Ces pertes font suite à la forte liquidation de jeudi, qui a vu le S&P 500 chuter de 3,46 %, le Dow Jones perdre plus de 1 000 points et le Nasdaq reculer de plus de 4 %, les tensions commerciales renouvelées ayant suscité un climat de défiance chez les investisseurs.

Ce repli est survenu un jour seulement après que le marché ait enregistré des gains historiques, stimulés par l'annonce du président Donald Trump d'une pause de 90 jours sur les nouveaux droits de douane réciproques pour la plupart des partenaires commerciaux américains.

Le S&P 500 a bondi de 9,52 % mercredi, enregistrant sa troisième plus forte hausse en une seule journée depuis la Seconde Guerre mondiale. Le Dow Jones a grimpé de plus de 2 900 points ce jour-là.

Malgré les fluctuations hebdomadaires, le S&P 500 reste sur la bonne voie pour un gain de 3,3 % cette semaine, tandis que le Nasdaq est en hausse de près de 5 % et le Dow Jones d'environ 2,7 %.

Les droits de douane de Trump restent le principal problème.

Les opérateurs restent prudents face à l'évolution continue de la politique tarifaire révisée.

Alors que les États-Unis ont fixé un taux tarifaire universel de 10 % pour la plupart des pays pour les 90 prochains jours, les marchandises importées de Chine restent soumises à un droit de douane de 145 % — un chiffre qui inclut un tarif supplémentaire de 20 % lié à la lutte contre le fentanyl.

La Maison Blanche a confirmé ce taux jeudi.

La Chine a réagi vendredi en augmentant ses droits de douane sur les marchandises américaines à 125 %, contre 84 % auparavant.

Dans un communiqué, le ministère chinois des Finances a déclaré : « Même si les États-Unis continuent d'imposer des droits de douane plus élevés, cela n'aura plus de sens économique et deviendra une plaisanterie dans l'histoire de l'économie mondiale. »

Parallèlement, l'Union européenne a manifesté sa volonté de négocier. Un représentant du bloc devrait se rendre à Washington dimanche pour poursuivre les accords commerciaux.

Les investisseurs restent prudents.

La volatilité reste élevée.

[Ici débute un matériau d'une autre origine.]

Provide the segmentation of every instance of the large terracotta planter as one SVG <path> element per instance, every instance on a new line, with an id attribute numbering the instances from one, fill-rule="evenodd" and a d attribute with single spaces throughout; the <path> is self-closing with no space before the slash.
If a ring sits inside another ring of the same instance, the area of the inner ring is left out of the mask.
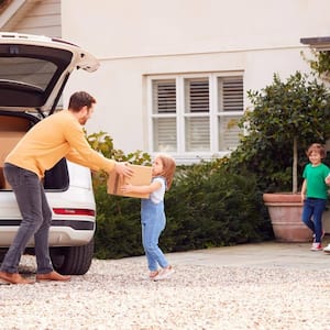
<path id="1" fill-rule="evenodd" d="M 302 223 L 300 194 L 264 194 L 275 239 L 279 242 L 310 242 L 312 233 Z"/>

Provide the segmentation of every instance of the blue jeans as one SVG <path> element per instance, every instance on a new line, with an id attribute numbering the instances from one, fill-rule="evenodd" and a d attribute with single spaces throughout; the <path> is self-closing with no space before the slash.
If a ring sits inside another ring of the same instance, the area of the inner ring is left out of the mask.
<path id="1" fill-rule="evenodd" d="M 50 273 L 53 271 L 48 249 L 52 210 L 43 184 L 35 173 L 8 163 L 4 164 L 4 176 L 15 194 L 22 221 L 1 264 L 1 271 L 18 273 L 25 246 L 34 237 L 36 273 Z"/>
<path id="2" fill-rule="evenodd" d="M 326 210 L 326 206 L 327 199 L 307 198 L 304 201 L 302 222 L 315 233 L 316 243 L 321 242 L 322 213 Z"/>
<path id="3" fill-rule="evenodd" d="M 150 199 L 141 199 L 142 244 L 151 272 L 157 271 L 158 265 L 162 268 L 168 266 L 158 246 L 158 239 L 165 224 L 164 202 L 154 204 Z"/>

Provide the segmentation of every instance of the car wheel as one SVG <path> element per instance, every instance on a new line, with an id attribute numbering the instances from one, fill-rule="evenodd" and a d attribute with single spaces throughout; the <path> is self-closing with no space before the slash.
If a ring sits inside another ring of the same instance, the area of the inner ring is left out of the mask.
<path id="1" fill-rule="evenodd" d="M 81 246 L 50 249 L 53 267 L 65 275 L 84 275 L 88 272 L 94 256 L 94 240 Z"/>

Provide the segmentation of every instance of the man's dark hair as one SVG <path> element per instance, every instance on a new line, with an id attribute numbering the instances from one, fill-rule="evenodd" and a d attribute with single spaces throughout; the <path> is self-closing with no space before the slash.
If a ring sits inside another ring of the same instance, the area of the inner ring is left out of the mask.
<path id="1" fill-rule="evenodd" d="M 76 91 L 72 95 L 68 108 L 73 111 L 80 111 L 82 107 L 91 108 L 96 103 L 96 99 L 86 91 Z"/>

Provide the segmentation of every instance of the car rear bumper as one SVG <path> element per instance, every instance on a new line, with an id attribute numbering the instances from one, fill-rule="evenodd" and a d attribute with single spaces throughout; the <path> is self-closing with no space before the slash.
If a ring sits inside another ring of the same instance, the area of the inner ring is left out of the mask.
<path id="1" fill-rule="evenodd" d="M 15 237 L 20 220 L 0 221 L 0 248 L 9 248 Z M 86 220 L 53 220 L 50 230 L 50 246 L 79 246 L 85 245 L 94 237 L 95 221 Z M 33 248 L 31 240 L 26 248 Z"/>

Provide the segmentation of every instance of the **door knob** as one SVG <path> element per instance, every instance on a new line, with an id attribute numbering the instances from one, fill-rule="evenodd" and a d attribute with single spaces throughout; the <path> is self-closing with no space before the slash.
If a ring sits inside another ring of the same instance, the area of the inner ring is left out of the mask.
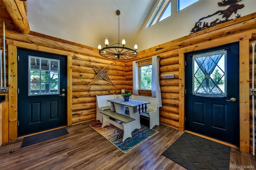
<path id="1" fill-rule="evenodd" d="M 234 98 L 234 97 L 231 97 L 231 99 L 230 99 L 229 100 L 226 100 L 226 101 L 235 101 L 236 100 L 236 98 Z"/>

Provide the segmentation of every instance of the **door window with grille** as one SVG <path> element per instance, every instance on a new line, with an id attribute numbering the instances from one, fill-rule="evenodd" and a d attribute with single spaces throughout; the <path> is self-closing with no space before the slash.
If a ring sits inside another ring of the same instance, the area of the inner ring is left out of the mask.
<path id="1" fill-rule="evenodd" d="M 210 97 L 226 97 L 226 50 L 192 56 L 193 94 Z"/>
<path id="2" fill-rule="evenodd" d="M 28 56 L 28 95 L 59 93 L 60 61 Z"/>

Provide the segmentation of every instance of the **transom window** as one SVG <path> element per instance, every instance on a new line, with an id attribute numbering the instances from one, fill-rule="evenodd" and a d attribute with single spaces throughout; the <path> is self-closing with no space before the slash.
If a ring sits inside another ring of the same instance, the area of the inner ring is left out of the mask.
<path id="1" fill-rule="evenodd" d="M 178 12 L 199 0 L 177 0 L 177 12 Z"/>
<path id="2" fill-rule="evenodd" d="M 194 95 L 226 97 L 226 56 L 224 49 L 193 55 Z"/>
<path id="3" fill-rule="evenodd" d="M 172 14 L 171 4 L 171 0 L 160 0 L 148 22 L 145 29 L 170 16 Z"/>
<path id="4" fill-rule="evenodd" d="M 60 60 L 28 57 L 28 95 L 59 94 Z"/>
<path id="5" fill-rule="evenodd" d="M 151 89 L 152 64 L 139 67 L 140 70 L 140 89 Z"/>

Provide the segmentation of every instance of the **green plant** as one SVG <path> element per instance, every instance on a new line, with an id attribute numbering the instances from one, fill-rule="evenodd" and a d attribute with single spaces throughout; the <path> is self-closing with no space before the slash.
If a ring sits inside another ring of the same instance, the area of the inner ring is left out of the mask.
<path id="1" fill-rule="evenodd" d="M 122 97 L 129 97 L 130 96 L 131 96 L 132 95 L 132 93 L 125 93 L 125 94 L 124 94 L 122 95 L 121 96 Z"/>

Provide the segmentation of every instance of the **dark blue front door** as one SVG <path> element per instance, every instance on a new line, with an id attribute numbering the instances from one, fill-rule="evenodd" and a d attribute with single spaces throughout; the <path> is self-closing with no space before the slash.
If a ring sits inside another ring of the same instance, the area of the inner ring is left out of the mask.
<path id="1" fill-rule="evenodd" d="M 18 56 L 18 136 L 66 125 L 66 57 L 22 49 Z"/>
<path id="2" fill-rule="evenodd" d="M 185 55 L 185 129 L 238 145 L 239 43 Z"/>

L'indice de volatilité CBOE, ou VIX, a brièvement dépassé 50 en début de semaine avant de se stabiliser autour de 44.

Les acteurs du marché restent prudents quant à l'avenir une fois la période de 90 jours écoulée.

Depuis l'annonce par les États-Unis de leur structure tarifaire réciproque le 2 avril, le S&P 500 reste en baisse de plus de 7 %, soulignant la sensibilité continue du marché aux développements liés au commerce.

Les prix à la production aux États-Unis baissent.

Les prix de gros aux États-Unis ont baissé en mars de la plus forte ampleur depuis octobre 2023, reflétant la baisse des coûts énergétiques et renforçant les signes d'une inflation modérée avant les prochains tarifs douaniers de l'administration Trump.

L'indice des prix à la production a baissé de 0,4 % par rapport au mois précédent, a annoncé vendredi le Bureau of Labor Statistics.

Les économistes s'attendaient à une augmentation de 0,2 %. L'indice des prix à la production de base, qui exclut les aliments et l'énergie, a reculé de 0,1 %, soit également un résultat inférieur aux prévisions.

Ce rapport fait suite aux données sur les prix à la consommation publiées jeudi, qui ont montré une baisse mensuelle pour la première fois depuis 2020, également due à la chute des prix de l'énergie.